Monday, November 21, 2016

Facebook's challenge to democracy

Last update: Monday 11/21/16
Facebook now reigns as the unchallenged master of social network analysis, which is why Facebook can make such good guesses when it asks, "Do you know ZZZ?" Of course Facebook uses machine learning, or comparably powerful algorithms, to maintain the social networks of each of its more than 1.65 billion active users.

Facebook also uses its extensive network analysis to estimate which news items its members want to read and from which sources ... and which news and sources they don't want to read. Pew reports that over 40 percent of U.S. adults currently get most of their news from Facebook. I would not be surprised to see that figure rise to 60 percent or even 80 percent in the next five to ten years.

Unfortunately, Facebook hasn't been able to identify "fake" news very well ... yet. But when Facebook improves its algorithms, I am sure it will identify "fake" news as defined by most people, e.g., stories made up by greedy Macedonian teenagers with lively imaginations. But as anyone with a working understanding of the sociology of knowledge is aware, "fake" news includes everything that is inconsistent with a user's fundamental beliefs, ideologies, dominant paradigms, etc.
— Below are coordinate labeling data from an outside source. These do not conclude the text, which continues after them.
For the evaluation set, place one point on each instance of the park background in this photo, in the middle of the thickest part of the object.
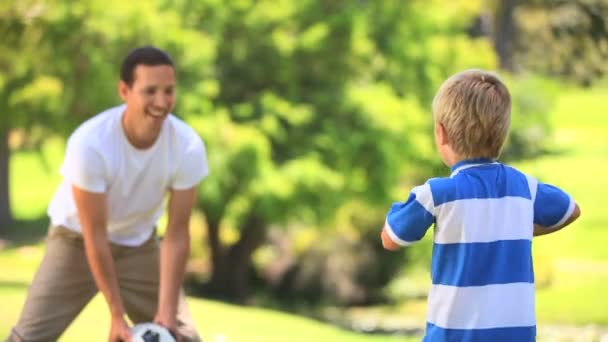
(316, 116)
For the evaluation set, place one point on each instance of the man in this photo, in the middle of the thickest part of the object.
(118, 168)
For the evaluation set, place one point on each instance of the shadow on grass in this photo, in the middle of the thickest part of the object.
(24, 232)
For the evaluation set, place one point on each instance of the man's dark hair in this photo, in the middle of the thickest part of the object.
(145, 55)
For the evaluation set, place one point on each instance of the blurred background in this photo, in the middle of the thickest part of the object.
(316, 116)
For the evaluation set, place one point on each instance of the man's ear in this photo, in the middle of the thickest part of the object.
(123, 90)
(441, 134)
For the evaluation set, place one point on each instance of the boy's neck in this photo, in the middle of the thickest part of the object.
(471, 160)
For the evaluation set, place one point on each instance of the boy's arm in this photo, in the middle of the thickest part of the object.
(407, 222)
(541, 230)
(387, 243)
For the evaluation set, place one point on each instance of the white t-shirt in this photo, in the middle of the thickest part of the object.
(100, 159)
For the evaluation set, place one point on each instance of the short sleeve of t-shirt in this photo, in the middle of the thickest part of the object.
(552, 206)
(407, 222)
(193, 166)
(83, 167)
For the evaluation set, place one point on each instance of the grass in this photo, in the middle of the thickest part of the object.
(216, 321)
(33, 184)
(571, 265)
(577, 257)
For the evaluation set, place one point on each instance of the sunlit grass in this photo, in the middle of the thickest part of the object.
(216, 321)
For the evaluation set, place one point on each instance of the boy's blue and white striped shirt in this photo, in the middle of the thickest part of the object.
(481, 270)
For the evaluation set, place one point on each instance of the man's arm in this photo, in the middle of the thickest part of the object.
(175, 249)
(92, 212)
(540, 230)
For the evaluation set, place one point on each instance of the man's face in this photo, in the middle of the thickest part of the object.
(151, 97)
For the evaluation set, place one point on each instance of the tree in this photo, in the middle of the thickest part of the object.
(315, 103)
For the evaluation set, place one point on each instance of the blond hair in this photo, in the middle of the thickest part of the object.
(474, 106)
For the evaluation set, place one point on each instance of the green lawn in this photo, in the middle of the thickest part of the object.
(577, 257)
(33, 185)
(571, 265)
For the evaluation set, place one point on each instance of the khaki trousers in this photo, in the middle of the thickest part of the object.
(63, 285)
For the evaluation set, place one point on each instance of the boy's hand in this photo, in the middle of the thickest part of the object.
(540, 230)
(387, 242)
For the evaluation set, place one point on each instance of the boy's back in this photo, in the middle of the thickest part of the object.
(485, 215)
(481, 270)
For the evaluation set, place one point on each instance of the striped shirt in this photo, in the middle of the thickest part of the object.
(481, 269)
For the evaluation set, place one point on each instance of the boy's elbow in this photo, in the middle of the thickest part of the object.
(576, 213)
(387, 242)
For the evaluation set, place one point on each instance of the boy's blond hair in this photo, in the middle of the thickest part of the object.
(474, 106)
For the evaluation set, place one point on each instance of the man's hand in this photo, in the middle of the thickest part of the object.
(170, 323)
(119, 330)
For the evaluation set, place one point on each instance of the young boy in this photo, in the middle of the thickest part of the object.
(485, 216)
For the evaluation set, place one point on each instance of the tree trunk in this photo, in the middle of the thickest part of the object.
(219, 269)
(6, 216)
(240, 255)
(231, 268)
(504, 33)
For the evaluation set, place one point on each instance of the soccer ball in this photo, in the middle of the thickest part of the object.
(150, 332)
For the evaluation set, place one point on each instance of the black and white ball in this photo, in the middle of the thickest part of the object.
(150, 332)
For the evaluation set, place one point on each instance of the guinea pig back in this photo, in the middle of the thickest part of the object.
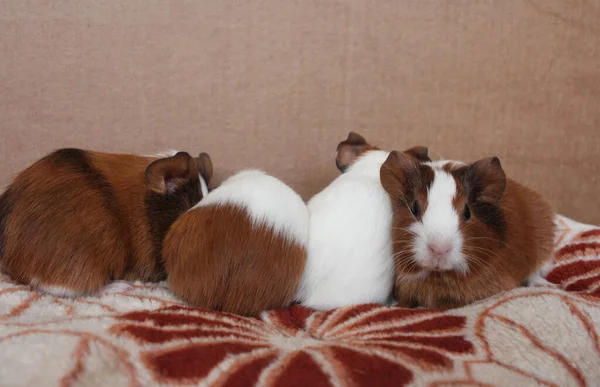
(242, 249)
(75, 220)
(462, 232)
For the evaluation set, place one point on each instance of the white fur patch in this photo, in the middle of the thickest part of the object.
(268, 201)
(439, 224)
(350, 251)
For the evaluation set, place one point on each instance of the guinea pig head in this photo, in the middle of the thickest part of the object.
(447, 216)
(177, 183)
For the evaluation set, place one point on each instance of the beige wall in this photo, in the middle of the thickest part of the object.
(277, 84)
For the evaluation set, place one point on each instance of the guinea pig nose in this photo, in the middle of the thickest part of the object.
(439, 248)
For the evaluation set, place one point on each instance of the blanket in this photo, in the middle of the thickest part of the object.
(142, 335)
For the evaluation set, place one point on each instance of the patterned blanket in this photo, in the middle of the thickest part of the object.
(142, 336)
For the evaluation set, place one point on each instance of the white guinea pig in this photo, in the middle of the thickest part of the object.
(243, 251)
(350, 259)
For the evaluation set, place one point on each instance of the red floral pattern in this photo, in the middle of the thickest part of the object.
(364, 344)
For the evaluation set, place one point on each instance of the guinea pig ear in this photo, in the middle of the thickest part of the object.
(349, 150)
(167, 174)
(399, 175)
(205, 167)
(485, 180)
(420, 153)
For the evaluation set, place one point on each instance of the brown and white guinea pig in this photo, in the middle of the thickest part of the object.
(463, 232)
(242, 249)
(76, 220)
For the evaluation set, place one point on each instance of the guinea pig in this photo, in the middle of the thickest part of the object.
(463, 232)
(240, 250)
(76, 220)
(349, 246)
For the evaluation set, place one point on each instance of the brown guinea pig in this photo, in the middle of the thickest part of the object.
(463, 232)
(76, 220)
(242, 249)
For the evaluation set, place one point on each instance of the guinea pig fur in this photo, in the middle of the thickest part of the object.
(76, 220)
(349, 251)
(462, 232)
(242, 249)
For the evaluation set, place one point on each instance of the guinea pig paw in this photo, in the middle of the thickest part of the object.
(117, 287)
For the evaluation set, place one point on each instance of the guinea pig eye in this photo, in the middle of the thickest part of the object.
(467, 212)
(415, 209)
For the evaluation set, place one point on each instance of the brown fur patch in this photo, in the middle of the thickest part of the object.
(217, 259)
(77, 219)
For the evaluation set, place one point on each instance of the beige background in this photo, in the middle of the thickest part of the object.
(278, 83)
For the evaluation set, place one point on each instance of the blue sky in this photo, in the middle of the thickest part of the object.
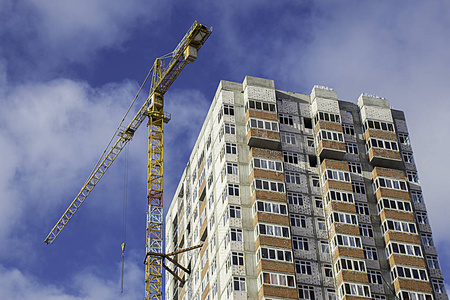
(69, 69)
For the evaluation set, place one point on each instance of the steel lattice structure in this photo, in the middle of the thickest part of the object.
(165, 70)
For example  "Liberals" think the New York Times is objective, whereas "Conservatives" think the Times is a Liberal propaganda rag that distorts the truth every day by the topics it presents -- "All the news that's fit to print" -- and the ones it omits. Example: the Times covers complaints from Black students about graffiti on the portraits of Black professors at their universities, but under-reports demonstrations by pro-life activists at abortion clinics.

The good news about news before Facebook, BFB, was that people were reminded every now and then why they selected their news sources, as in,  "I read news stories in the Wall Street Journal, but I never read its editorials because they are too conservative. So I also read Bloomberg every day to be sure that the Journal hasn't left out important stories that don't fit its conservative mindset"

But in the world after Facebook, AFB, most people will merely log on and get "all" the news, without occasional reminders that they have implicitly told Facebook what they wanted to read and what they wanted to reject, without reminders that large segments of our society view things differently than they do. The current existential crisis of "Liberals" after the unexpected election of a "Conservative" will occur more often and with greater anguish for Liberals ... and more often and with greater anguish for Conservatives

In the world AFB most readers will have little of no awareness of other people's perspectives whenever those perspectives fall outside of the narrow range that Facebook's machine learning algorithms correctly estimated their readers would tolerate. So most readers will live in anxious bubbles that suddenly burst from time to time. The world AFB will be far less stable than BFB. Can democracy survive in such an unstable world?